# Great Knee Pain Relief



## fmdog44 (Oct 17, 2018)

I have developed some pain in both knees and my Dr. said lose weight to ease the pain. I bought a joint pain relief called Osteo Bi-Flex but got no relief after a couple weeks.  Last week I tried "Move Free Ultra Omega" and literally the next day the pain was greatly reduced and I take one per day and it is working very well. It is not a cure by any means as my left leg is going to need some examination but for quick relief I urge all to try this. There were three different types of this Move Free product. I don't believe my pain is arthritis but it might be. My weight is not helping so I am trying the diet route. I recall the product cost about $30 per bottle for 30 caps but it was 2-4-1 at Walgreens last week.


----------



## Camper6 (Oct 17, 2018)

What is the diagonosis?


----------



## fmdog44 (Oct 17, 2018)

Camper6 said:


> What is the diagonosis?



No diagnosis I just had pain. I will pursue a diagnosis when I go to the doctor next month for x-rays.


----------



## Warrigal (Oct 17, 2018)

Weight loss will help. So will exercises that strengthen the leg muscles that hold the joint in place. X-rays will probably show damage but if you can manage the pain you can put off surgery for some time. Ice packs after exertion will help control inflammation.

When my knee first started to play up in 2000 I had some intense physio. I was planning a long overseas holiday that included quite a lot of walking and stairs. The physio worked and I was OK until 2015. Since then I have had both knees replaced with implants.


----------



## jaminhealth (Oct 17, 2018)

fmdog44 said:


> I have developed some pain in both knees and my Dr. said lose weight to ease the pain. I bought a joint pain relief called Osteo Bi-Flex but got no relief after a couple weeks.  Last week I tried "Move Free Ultra Omega" and literally the next day the pain was greatly reduced and I take one per day and it is working very well. It is not a cure by any means as my left leg is going to need some examination but for quick relief I urge all to try this. There were three different types of this Move Free product. I don't believe my pain is arthritis but it might be. My weight is not helping so I am trying the diet route. I recall the product cost about $30 per bottle for 30 caps but it was 2-4-1 at Walgreens last week.

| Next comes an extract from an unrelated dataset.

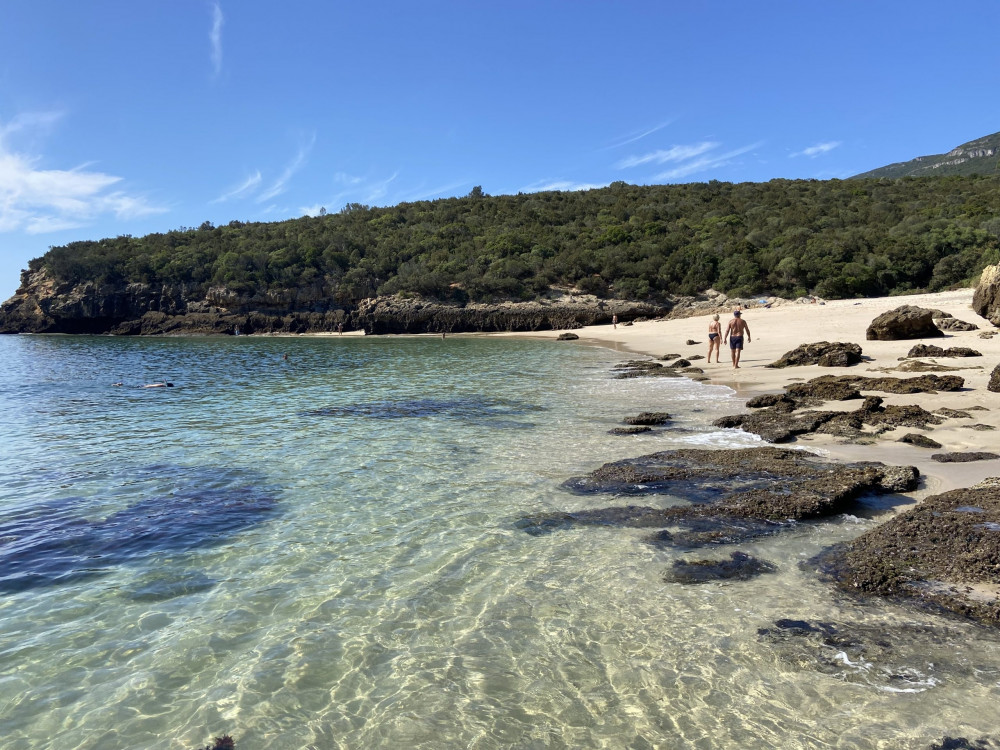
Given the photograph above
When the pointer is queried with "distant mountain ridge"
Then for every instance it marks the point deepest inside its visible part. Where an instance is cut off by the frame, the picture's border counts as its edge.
(975, 157)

Your product contains Krill Oil which I've never used, I use higher doses of Omega 3's...

Sounds like good ole arthritis to me.


----------



## jaminhealth (Oct 17, 2018)

Warrigal said:


> Weight loss will help. So will exercises that strengthen the leg muscles that hold the joint in place. X-rays will probably show damage but if you can manage the pain you can put off surgery for some time. Ice packs after exertion will help control inflammation.
> 
> When my knee first started to play up in 2000 I had some intense physio. I was planning a long overseas holiday that included quite a lot of walking and stairs. The physio worked and I was OK until 2015. Since then I have had both knees replaced with implants.

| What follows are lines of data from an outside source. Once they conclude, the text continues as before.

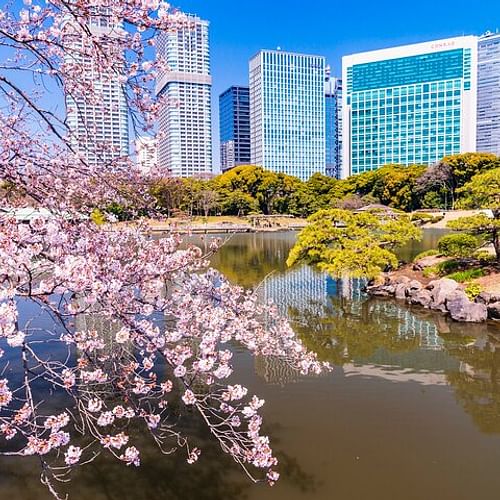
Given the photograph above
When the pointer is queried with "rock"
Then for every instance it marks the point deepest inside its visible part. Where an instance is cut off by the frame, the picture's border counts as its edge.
(400, 280)
(426, 262)
(462, 309)
(484, 298)
(494, 310)
(381, 290)
(400, 291)
(421, 298)
(441, 290)
(414, 285)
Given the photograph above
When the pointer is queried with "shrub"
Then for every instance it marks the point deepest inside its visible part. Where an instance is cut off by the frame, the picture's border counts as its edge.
(449, 266)
(427, 253)
(458, 245)
(469, 274)
(473, 290)
(484, 256)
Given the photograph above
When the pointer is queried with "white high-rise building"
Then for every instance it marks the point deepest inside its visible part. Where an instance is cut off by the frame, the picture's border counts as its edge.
(185, 121)
(488, 94)
(287, 112)
(408, 105)
(147, 154)
(99, 130)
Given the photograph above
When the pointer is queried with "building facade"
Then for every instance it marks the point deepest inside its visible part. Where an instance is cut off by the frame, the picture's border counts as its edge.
(234, 121)
(488, 94)
(333, 96)
(407, 105)
(99, 129)
(185, 121)
(287, 112)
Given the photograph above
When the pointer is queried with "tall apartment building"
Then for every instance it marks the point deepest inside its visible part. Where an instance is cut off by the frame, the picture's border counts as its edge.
(333, 96)
(409, 105)
(488, 84)
(99, 130)
(147, 154)
(234, 121)
(287, 112)
(185, 127)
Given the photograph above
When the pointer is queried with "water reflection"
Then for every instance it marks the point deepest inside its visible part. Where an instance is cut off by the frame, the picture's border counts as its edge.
(412, 410)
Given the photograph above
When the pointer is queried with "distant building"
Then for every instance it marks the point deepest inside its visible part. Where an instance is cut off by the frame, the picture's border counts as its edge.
(333, 95)
(488, 84)
(413, 104)
(287, 112)
(185, 126)
(147, 154)
(234, 120)
(99, 130)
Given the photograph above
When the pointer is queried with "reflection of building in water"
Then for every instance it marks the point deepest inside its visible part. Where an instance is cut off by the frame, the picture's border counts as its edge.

Didn't you have 4 major joints replaced?


----------



## SeaBreeze (Oct 17, 2018)

Thanks for letting us know it worked for you fmdog, glad you're having some relief from your pain.  I usually use NOW liquid fish oil, but will use Krill oil at times just as a preventative.  I don't have any real knee issues yet, hopefully will be able to avoid them.  Your formula also has Hyaluronic Acid in it, something I've been thinking of using also just for joint health.  Hyaluronic Acid


----------



## jaminhealth (Oct 17, 2018)

I just ordered a bottle on ebay for $15, the krill oil one and we'll see if I feel anything.


----------



## Warrigal (Oct 17, 2018)

jaminhealth said:


> Didn't you have 4 major joints replaced?



Five at last count but all since late 2015. The knees began giving me trouble in 2000 and physio to strengthen the muscles seems to have given me 15 years before any operations were necessary.


----------



## fmdog44 (Oct 18, 2018)

jaminhealth said:


> I just ordered a bottle on ebay for $15, the krill oil one and we'll see if I feel anything.

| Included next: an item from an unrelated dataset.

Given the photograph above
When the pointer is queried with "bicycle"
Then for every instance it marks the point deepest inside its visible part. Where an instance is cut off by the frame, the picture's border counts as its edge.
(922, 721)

please follow up with your reaction. I was amazed on the results with just the first cap. Woke up the next day to feel much less pain.


----------



## jaminhealth (Oct 18, 2018)

Talking to my friend who is a fan of Dr. Mercola and I like him too, but she has purchased some of his supplements over the years and I have NOT.  Anyway, she says Mercola is a fan of Krill Oil vs fish oil that I've always used.  I never wandered into the Krill Oils.   I live with a pretty damaged knee which came on at 57 and simply osteoarthritis and then a hip replacement messed me  up more which affected the knee and then a staph infection from another injection back in 2016 and then a "clean out" by the surgeon, so it's been thru the MILL.....the doctors didn't find the infection for over 2 months and the PT people pushed me to walk and I could NOT.  It's been a MESS.  But I still so so so fear a knee replacement.   So I get along and maybe the Krill will help.   We'll see.   j


----------



## fmdog44 (Oct 18, 2018)

I have read other oils are helpful. Today I started with a tablespoon of olive oil-can't hurt.


----------



## jaminhealth (Oct 18, 2018)

Keep Omega 6's to a low low level..these oils create more inflammation.  I have a post on this issue right now.  j


----------



## SeaBreeze (Oct 18, 2018)

fmdog44 said:


> I have read other oils are helpful. Today I started with a tablespoon of olive oil-can't hurt.



Olive oil is good fmdog, there's some in that formula of the Move Free product you just bought.  I use a lot of olive oil, either extra virgin or light in my cooking or over hot veggies.  I take a spoonful of virgin coconut oil daily, very good for health and a little better tasting than the olive oil.  I just bought a bottle of Hyaluronic Acid today which is also in your formula, I'll take it with my husband for a month and try it out, he has some joint/muscle problems.  Natural Factors Hyaluronic Acid


----------



## fmdog44 (Oct 24, 2018)

Well good news as now 100% of all pain areas are gone! I started adding one tablespoon of light extra virgin oil to my pill every day. Now I am not saying that is the reason I am pain free but I am going to keep taking both daily. As severe and persistent as the pain was I am freaked at the improvement.


----------



## jaminhealth (Oct 24, 2018)

fmdog44 said:


> Well good news as now 100% of all pain areas are gone! I started adding one tablespoon of light extra virgin oil to my pill every day. Now I am not saying that is the reason I am pain free but I am going to keep taking both daily. As severe and persistent as the pain was I am freaked at the improvement.



100%  Pain Free - Amazing.


----------



## fmdog44 (Oct 25, 2018)

jaminhealth said:


> 100%  Pain Free - Amazing.



What is curious to me is my left leg as the pain went from my knee joints and moved slowly down my leg to my calf area then disappeared. I was ll set to go to my doctor and have both knees and hips x-rayed but no pain now. I think it it is probably the wise thing to do to get the x-rays but I probably will wait if I do.


----------



## C'est Moi (Oct 25, 2018)

fmdog44 said:


> Well good news as now 100% of all pain areas are gone! I started adding one tablespoon of light extra virgin oil to my pill every day. Now I am not saying that is the reason I am pain free but I am going to keep taking both daily. As severe and persistent as the pain was I am freaked at the improvement.



That's great, fmdog!


----------



## fmdog44 (Oct 30, 2018)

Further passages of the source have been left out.